Pemain berusia 21 tahun itu menegaskan tidak pernah berpikir untuk menyerah meski mendapat tekanan dan kritik setelah hasil mengecewakan pada ajang beregu dunia tersebut.
“Memang ini perjalanan yang harus saya temukan, enggak mudah dan cukup banyak rintangannya. Tapi saya pastikan diri saya tidak akan pernah menyerah dan akan selalu berusaha untuk menjadi lebih baik bagi setiap orang,” lanjutnya.

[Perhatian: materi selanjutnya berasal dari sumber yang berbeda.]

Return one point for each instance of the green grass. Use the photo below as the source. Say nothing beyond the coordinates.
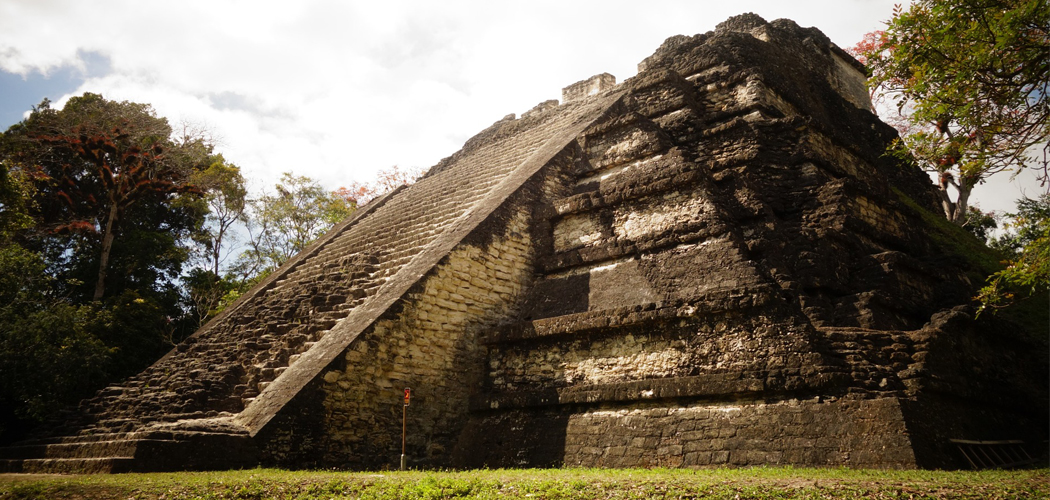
(565, 483)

Keberhasilan di Sydney sekaligus menambah koleksi prestasi Alwi di level elite. Gelar Australian Open 2026 menjadi trofi Super 500 kedua yang berhasil dia raih sepanjang karier profesionalnya.
Sebelumnya, Alwi juga keluar sebagai juara Indonesia Masters 2026 yang digelar di Istora Senayan pada Januari lalu. Dua gelar Super 500 dalam satu musim menjadi pencapaian penting bagi pemain asal Surakarta tersebut.
Meski sukses menambah koleksi trofi, Alwi tidak ingin cepat puas. Dia menilai perjalanan kariernya masih panjang dan masih banyak target yang harus dikejar pada masa mendatang.